Airplane builders have found other uses for some of that hot and dense air, though. Before the combustion phase in the engine, some of it is redirected for other uses. This “bleed air” as it’s called, can be used for de-icing the plane by heating it or for cabin pressurization systems.
Before that air can be pumped into the cabin, it is cooled down with a series of intercoolers and air packs. These are simple devices that allow the excess heat to bleed off while maintaining the high pressure. The air is then mixed to just the right temperature, and then it is directed into the cabin.
The pressurization system continually feeds air into the cabin. The magic happens on the backside, where a device called an outflow valve sets the cabin altitude. The cabin’s windows and doors are all air-tight, so all of that air will continue to build up pressure. The outflow valve begins letting air back out in a controlled fashion so that the cabin maintains a certain altitude.
The exact cabin altitude experienced in an airliner’s fuselage depends upon how the designers made the plane. The limiting factor is the differential pressure–how much difference is there between the outside and inside air pressure. The tighter all of the seals and windows in a plane are built, the bigger the difference can be.
Modern planes compete based on their pressurization systems’ quality since a better system means a lower cabin altitude and more oxygen in each breath you take.
Gulfstream, for example, sells high-end corporate jets.
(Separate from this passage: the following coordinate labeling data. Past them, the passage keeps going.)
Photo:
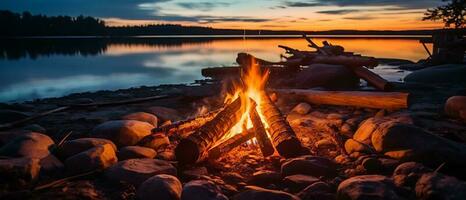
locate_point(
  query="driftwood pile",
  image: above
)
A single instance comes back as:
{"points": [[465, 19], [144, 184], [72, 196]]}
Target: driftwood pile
{"points": [[297, 59]]}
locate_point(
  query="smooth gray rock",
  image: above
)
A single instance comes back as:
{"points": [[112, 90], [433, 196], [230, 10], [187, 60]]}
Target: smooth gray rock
{"points": [[309, 165], [408, 173], [162, 186], [367, 187], [73, 147], [136, 171], [123, 132], [143, 117], [99, 157], [131, 152], [31, 145], [258, 193], [202, 190]]}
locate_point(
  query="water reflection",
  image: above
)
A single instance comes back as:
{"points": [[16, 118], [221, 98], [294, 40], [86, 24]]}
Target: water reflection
{"points": [[38, 68]]}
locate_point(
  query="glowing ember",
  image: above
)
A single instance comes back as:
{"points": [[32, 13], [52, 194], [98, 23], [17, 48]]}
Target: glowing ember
{"points": [[254, 81]]}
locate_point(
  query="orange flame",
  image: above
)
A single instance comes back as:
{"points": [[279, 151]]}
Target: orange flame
{"points": [[254, 81]]}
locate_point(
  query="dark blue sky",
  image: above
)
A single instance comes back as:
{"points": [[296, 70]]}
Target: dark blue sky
{"points": [[281, 14]]}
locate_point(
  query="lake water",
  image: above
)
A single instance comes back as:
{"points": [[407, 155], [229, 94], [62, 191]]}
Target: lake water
{"points": [[50, 67]]}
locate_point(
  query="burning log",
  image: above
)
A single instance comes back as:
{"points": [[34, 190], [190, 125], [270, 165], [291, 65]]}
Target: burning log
{"points": [[193, 148], [372, 78], [283, 136], [183, 127], [260, 133], [230, 144], [381, 100]]}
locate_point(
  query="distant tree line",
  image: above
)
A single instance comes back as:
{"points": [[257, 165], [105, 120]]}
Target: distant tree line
{"points": [[26, 24]]}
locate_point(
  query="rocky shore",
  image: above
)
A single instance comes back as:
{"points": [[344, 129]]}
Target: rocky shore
{"points": [[353, 153]]}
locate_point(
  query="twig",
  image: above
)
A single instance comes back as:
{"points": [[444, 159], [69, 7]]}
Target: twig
{"points": [[63, 180]]}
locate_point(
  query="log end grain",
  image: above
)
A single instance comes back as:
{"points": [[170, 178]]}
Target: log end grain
{"points": [[187, 152]]}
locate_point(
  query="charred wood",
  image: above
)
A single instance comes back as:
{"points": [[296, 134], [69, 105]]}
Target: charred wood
{"points": [[382, 100], [283, 137], [193, 148], [260, 133], [230, 144], [183, 127]]}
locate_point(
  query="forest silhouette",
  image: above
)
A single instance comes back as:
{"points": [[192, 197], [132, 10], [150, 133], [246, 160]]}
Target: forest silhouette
{"points": [[27, 24]]}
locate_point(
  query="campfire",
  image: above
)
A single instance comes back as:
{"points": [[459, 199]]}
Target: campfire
{"points": [[248, 114]]}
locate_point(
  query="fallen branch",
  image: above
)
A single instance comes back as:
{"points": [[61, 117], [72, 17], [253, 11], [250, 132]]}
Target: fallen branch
{"points": [[381, 100], [372, 78], [183, 127]]}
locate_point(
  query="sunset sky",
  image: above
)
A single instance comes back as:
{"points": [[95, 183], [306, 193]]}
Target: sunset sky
{"points": [[312, 15]]}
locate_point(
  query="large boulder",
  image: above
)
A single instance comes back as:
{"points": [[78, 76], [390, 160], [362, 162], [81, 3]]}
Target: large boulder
{"points": [[420, 145], [456, 107], [136, 171], [437, 186], [123, 132], [100, 157], [18, 171], [143, 117], [309, 165], [367, 187], [370, 125], [442, 74], [264, 178], [73, 147], [258, 193], [202, 190], [160, 186], [297, 182], [319, 190], [131, 152], [352, 146], [31, 145]]}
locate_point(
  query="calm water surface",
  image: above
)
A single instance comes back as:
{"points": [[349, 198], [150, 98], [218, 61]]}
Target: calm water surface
{"points": [[39, 67]]}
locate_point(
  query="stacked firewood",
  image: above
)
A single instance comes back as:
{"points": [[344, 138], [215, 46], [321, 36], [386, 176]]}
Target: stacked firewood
{"points": [[202, 143]]}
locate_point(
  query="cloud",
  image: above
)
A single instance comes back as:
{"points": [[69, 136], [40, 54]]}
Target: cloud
{"points": [[404, 4], [338, 12], [202, 6], [303, 4], [362, 17], [208, 18], [98, 8]]}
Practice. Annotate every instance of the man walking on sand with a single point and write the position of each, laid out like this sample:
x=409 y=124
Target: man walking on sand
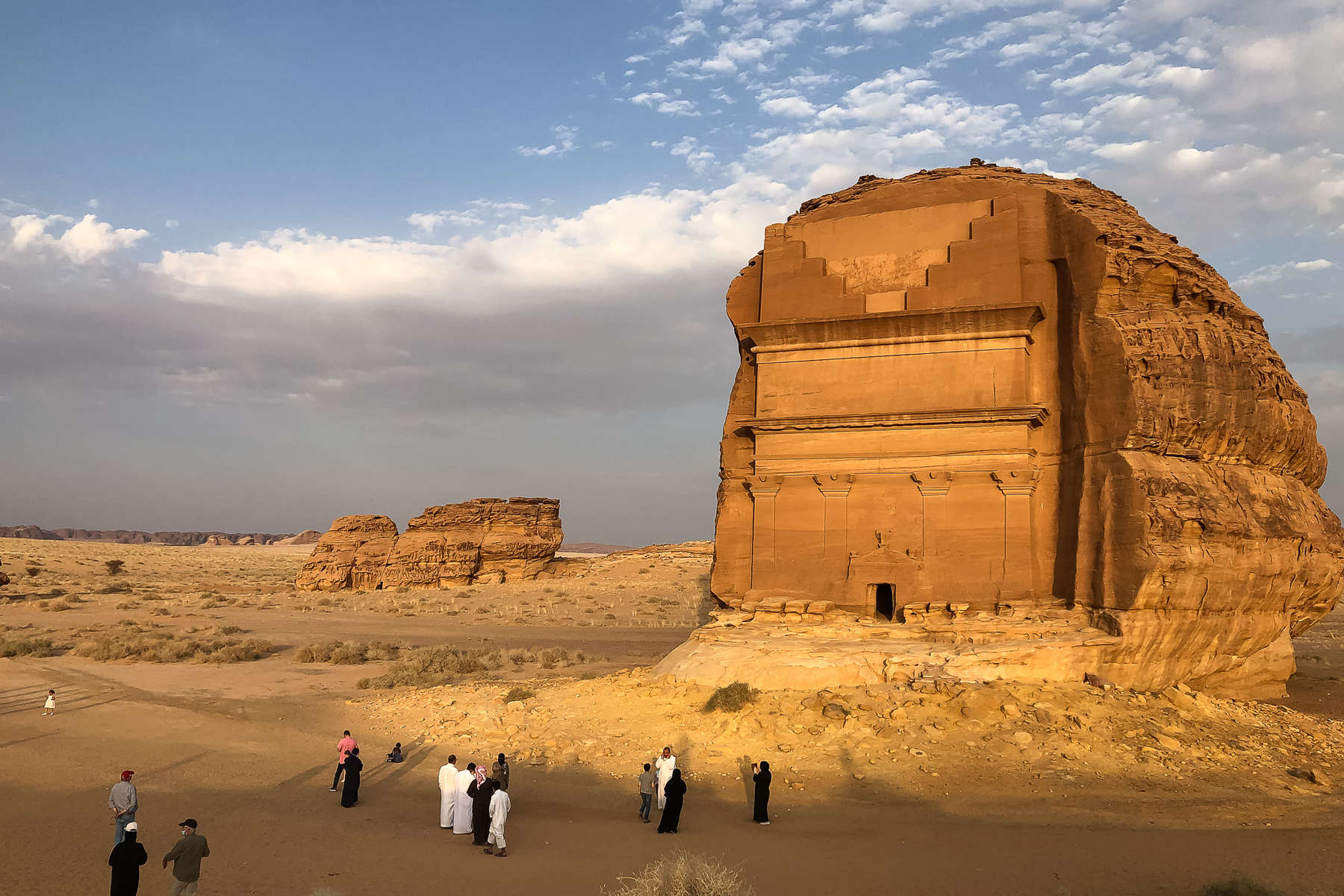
x=186 y=856
x=447 y=791
x=647 y=780
x=122 y=802
x=343 y=748
x=500 y=805
x=665 y=765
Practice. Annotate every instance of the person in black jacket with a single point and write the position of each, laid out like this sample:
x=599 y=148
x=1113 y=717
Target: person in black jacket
x=675 y=791
x=761 y=774
x=354 y=765
x=125 y=860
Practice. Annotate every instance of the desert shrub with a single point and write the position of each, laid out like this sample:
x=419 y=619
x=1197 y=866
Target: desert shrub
x=1236 y=887
x=685 y=875
x=430 y=667
x=161 y=647
x=26 y=648
x=732 y=697
x=349 y=655
x=553 y=657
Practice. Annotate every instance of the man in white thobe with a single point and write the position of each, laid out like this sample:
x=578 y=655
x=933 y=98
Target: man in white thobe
x=447 y=793
x=500 y=805
x=463 y=815
x=665 y=765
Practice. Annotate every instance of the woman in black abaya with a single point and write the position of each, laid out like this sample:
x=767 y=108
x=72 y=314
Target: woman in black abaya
x=125 y=860
x=480 y=794
x=354 y=765
x=675 y=791
x=762 y=801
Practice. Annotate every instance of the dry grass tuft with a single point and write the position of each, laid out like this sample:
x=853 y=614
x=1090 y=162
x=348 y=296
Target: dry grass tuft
x=685 y=875
x=732 y=697
x=27 y=648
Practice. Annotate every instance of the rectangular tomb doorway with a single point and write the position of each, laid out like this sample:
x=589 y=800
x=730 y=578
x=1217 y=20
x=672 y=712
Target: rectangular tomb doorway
x=883 y=603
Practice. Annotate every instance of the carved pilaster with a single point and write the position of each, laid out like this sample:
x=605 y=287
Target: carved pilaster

Many executives use these planes as mobile offices to maintain productivity during travel. Gulfstream has figured this out and markets its planes as having the lowest cabin altitude in the industry.
Oxygen Levels on Long-Haul Flights
Gulfstream’s cleaver marketing hints at a fact not often discussed by the airlines. If the airplane’s cabin altitude is set to 7,000 or 8,000 feet and the passengers departed a sea-level airport, then there is less oxygen in the air. There is still plenty enough oxygen to keep everyone conscious and healthy, but for individuals flying with low blood oxygen levels, the difference could be significant.
Hypoxia is the medical condition that results from a lack of oxygen in the bloodstream. Most people will get slightly hypoxic at the cabin altitudes discussed, but generally, the side effects are very mild and short-lived. Even on a very long-haul flight, the only side effects are fatigue or possibly mental fuzziness. If a person is susceptible to hypoxia for other reasons, such as alcohol consumption or drug use, then the effects are greater.
Hypoxia is covered in Chapter 17 of the FAA’s Pilot’s Handbook of Aeronautical Knowledge.
What if Something Goes Wrong?
Hollywood movies have made us all aware of the dangers related to flying in pressurized airplanes. If somebody pulls out a gun and shoots the window, then the entire plane explosively depressurizes, right?
The answer is that it’s not really that simple. The plane isn’t sealed like a balloon, ready to pop. The outflow valve is already letting air flow out of the cabin. A bullet hole would likely not do very much damage.
But there have been incidents of depressurization in flight, both explosive and slow leaks. A standard part of pilot training is learning how to deal with these problems. The first action the pilots will take is to initiate a fast emergency descent to a lower altitude where there’s more oxygen. It will take a few minutes to get there, so oxygen masks drop from the ceiling for the passengers. The pilots have quick-donning oxygen masks ready to go in the cockpit at all times.